The Greens Story
In 1970, David Green borrowed $600 and started assembling picture frames in his garage. What he and his son Steve built from that is now the largest privately owned arts-and-crafts retailer in the world. And they’ve run it like they believe every word of what they say about God owning it.
Steve Green, who later took over as president , says it plainly: “This is God’s business. We are only stewards of what God has entrusted to us.” That could sound like a talking point. Here’s what makes it real.
Hobby Lobby closes every store on Sundays forgoing an estimated $100 million in annual sales to give employees a genuine day of rest. In the retail industry, that’s almost unheard of. It’s also expensive. They did it anyway.
On wages, Hobby Lobby raised its full-time minium wage twelve times over thirteen years, eventually reaching $18.50 an hour for full-time workers well above competitors who hug the legal floor. The reason is theological too. Steve talks openly about servant leadership, about the greatest leaders being there to serve those they lead. That’s not HR language. That’s the Sermon on the Mount applied to compensation.

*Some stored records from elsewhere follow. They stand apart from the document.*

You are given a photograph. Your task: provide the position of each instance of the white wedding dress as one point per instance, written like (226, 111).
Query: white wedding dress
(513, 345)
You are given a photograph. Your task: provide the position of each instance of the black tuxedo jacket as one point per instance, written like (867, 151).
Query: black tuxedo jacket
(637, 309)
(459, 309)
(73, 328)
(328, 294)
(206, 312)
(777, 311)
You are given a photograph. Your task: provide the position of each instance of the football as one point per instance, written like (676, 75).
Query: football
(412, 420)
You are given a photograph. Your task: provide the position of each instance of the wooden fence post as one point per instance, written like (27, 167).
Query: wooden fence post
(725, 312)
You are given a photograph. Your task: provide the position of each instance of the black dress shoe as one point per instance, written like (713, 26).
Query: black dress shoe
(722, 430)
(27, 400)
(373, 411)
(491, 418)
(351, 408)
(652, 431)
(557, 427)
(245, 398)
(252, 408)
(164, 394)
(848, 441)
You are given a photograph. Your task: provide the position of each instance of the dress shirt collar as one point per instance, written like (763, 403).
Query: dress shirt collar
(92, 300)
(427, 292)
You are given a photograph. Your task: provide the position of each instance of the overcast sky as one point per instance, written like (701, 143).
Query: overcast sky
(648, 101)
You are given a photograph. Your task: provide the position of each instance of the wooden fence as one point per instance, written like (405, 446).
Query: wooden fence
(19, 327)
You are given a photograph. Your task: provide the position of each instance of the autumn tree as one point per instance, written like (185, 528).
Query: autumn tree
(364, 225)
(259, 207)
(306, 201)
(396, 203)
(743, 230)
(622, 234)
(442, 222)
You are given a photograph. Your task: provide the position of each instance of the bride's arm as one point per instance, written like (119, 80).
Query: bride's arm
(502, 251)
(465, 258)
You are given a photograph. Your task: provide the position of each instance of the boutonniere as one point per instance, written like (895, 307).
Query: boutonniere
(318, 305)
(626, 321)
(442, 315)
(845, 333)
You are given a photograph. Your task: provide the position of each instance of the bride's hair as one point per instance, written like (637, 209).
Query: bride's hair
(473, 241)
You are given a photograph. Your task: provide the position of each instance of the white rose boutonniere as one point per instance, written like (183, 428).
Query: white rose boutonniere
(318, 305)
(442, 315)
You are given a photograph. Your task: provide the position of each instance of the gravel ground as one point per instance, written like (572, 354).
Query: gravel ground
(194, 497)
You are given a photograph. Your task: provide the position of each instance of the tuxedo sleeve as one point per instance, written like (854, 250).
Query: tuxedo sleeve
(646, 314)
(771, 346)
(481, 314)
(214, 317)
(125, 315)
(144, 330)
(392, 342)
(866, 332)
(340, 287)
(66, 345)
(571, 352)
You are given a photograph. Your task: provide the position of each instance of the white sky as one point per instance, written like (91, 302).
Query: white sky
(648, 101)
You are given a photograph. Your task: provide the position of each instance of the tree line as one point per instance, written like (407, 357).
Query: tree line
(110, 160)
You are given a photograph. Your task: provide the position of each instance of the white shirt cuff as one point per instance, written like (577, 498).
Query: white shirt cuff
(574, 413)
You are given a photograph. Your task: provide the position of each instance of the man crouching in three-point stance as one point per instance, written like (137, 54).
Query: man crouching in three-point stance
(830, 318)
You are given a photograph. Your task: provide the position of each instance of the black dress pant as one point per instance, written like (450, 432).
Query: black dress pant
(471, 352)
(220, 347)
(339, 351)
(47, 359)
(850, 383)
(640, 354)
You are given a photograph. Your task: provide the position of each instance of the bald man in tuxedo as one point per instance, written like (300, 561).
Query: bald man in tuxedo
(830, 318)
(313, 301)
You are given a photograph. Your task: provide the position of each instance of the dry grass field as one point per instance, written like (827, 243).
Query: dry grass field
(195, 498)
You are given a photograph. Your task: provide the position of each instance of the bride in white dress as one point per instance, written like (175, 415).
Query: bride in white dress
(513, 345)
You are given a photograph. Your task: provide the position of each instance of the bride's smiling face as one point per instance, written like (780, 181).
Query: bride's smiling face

And then there’s the giving. The company tithes half its profits to philanthropic and ministry causes. Steve has said it directly: “I want this company as big and as profitable as it’s going to be because half of its profits are going to mission efforts.” The growth isn’t personal ambition it’s a multiplier for what they believe God called them to fund.
That funding helped build the Museum of the Bible in Washington D.C., wuch is a 430,000-square-foot institution three blocks from the U.S. Capitol, housing one of the world’s most significant biblical artifact collections. A $500 million act of public witness.
Hobby Lobby has real controversies worth honest conversation. But what the Greens represent is a decades-long attempt to build a company that costs them something, and answers to something higher than the bottom line.